Let's create an audio sweep signal that is frequency modulated from 110 Hz to 880 Hz. Then, we will segment the signal and compute the zero crossing rate for each frame.
First, set our parameters:
T = 3.0
fs = 44100.0
f0 = 440*logspace(-2, 1, T*fs, endpoint=False, base=2.0)
print f0.min(), f0.max()
110.0 879.9861686
Create the signal:
import essentia
t = linspace(0, T, T*fs, endpoint=False)
x = essentia.array(sin(2*pi*f0*t))
Listen to the signal:
from IPython.display import Audio
Audio(x, rate=fs)
For each frame, compute the zero crossing rate, and display:
from essentia.standard import FrameGenerator, ZeroCrossingRate
zcr = ZeroCrossingRate()
frame_sz = 1024
hop_sz = 512
semilogy([zcr(frame) for frame in FrameGenerator(x, frameSize=frame_sz, hopSize=hop_sz)])

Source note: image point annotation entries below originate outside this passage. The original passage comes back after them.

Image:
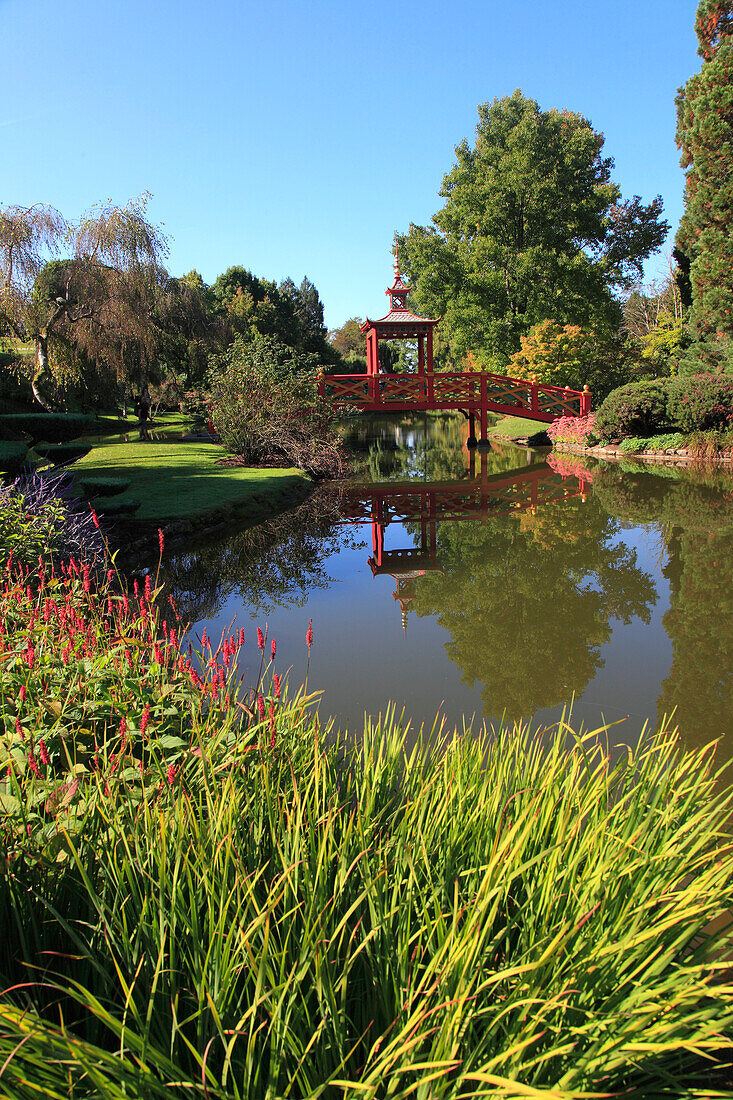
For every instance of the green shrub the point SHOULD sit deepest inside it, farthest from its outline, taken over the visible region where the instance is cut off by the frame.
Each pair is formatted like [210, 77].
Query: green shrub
[638, 408]
[669, 441]
[13, 457]
[55, 427]
[701, 402]
[265, 406]
[37, 517]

[<matplotlib.lines.Line2D at 0x4a06f90>]
for
Loops¶If you prefer not to use Essentia to segment your signal, you can use a standard for
loop:
semilogy([zcr(x[i:i+frame_sz]) for i in range(0, len(x), hop_sz)])
[<matplotlib.lines.Line2D at 0x647fc50>]
from essentia.standard import Spectrum, Windowing, FrameGenerator
hamming_window = Windowing(type='hamming')

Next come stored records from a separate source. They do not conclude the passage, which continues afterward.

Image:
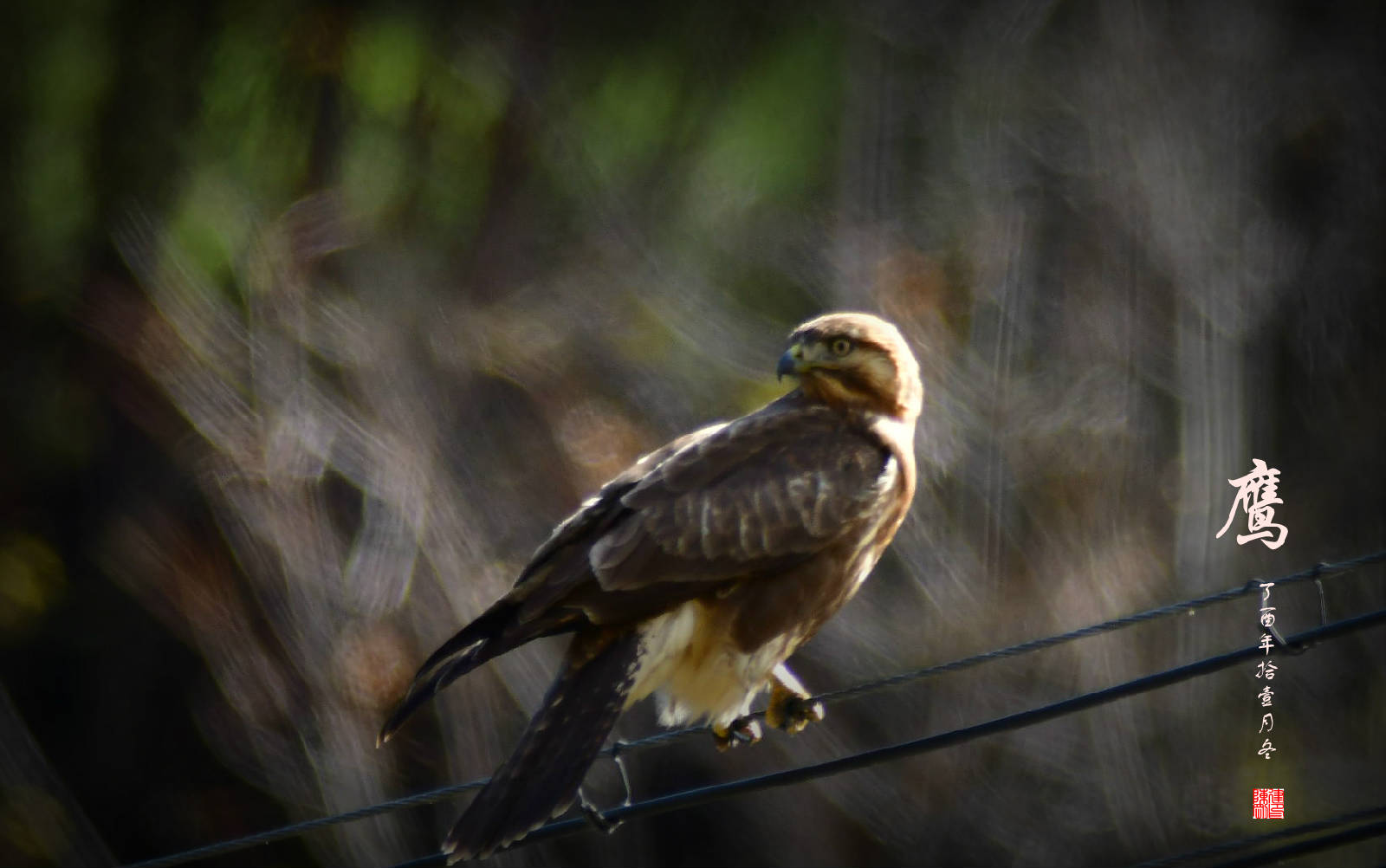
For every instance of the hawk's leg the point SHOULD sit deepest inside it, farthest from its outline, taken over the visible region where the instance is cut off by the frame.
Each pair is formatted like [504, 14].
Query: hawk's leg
[595, 815]
[789, 708]
[741, 731]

spectrum = Spectrum() # we just want the magnitude spectrum
spectrogram = array([spectrum(hamming_window(frame))
for frame in FrameGenerator(x, frameSize=1024, hopSize=500)])
print spectrogram.shape
(266, 513)
imshow(spectrogram.T, origin='lower', aspect='auto', interpolation='nearest')
ylabel('Spectral Bin Index')
xlabel('Frame Index')
<matplotlib.text.Text at 0x62611d0>
(There are easier ways to display a spectrogram, e.g. using Matplotlib or librosa
. This example was just used to illustrate segmentation in Essentia.)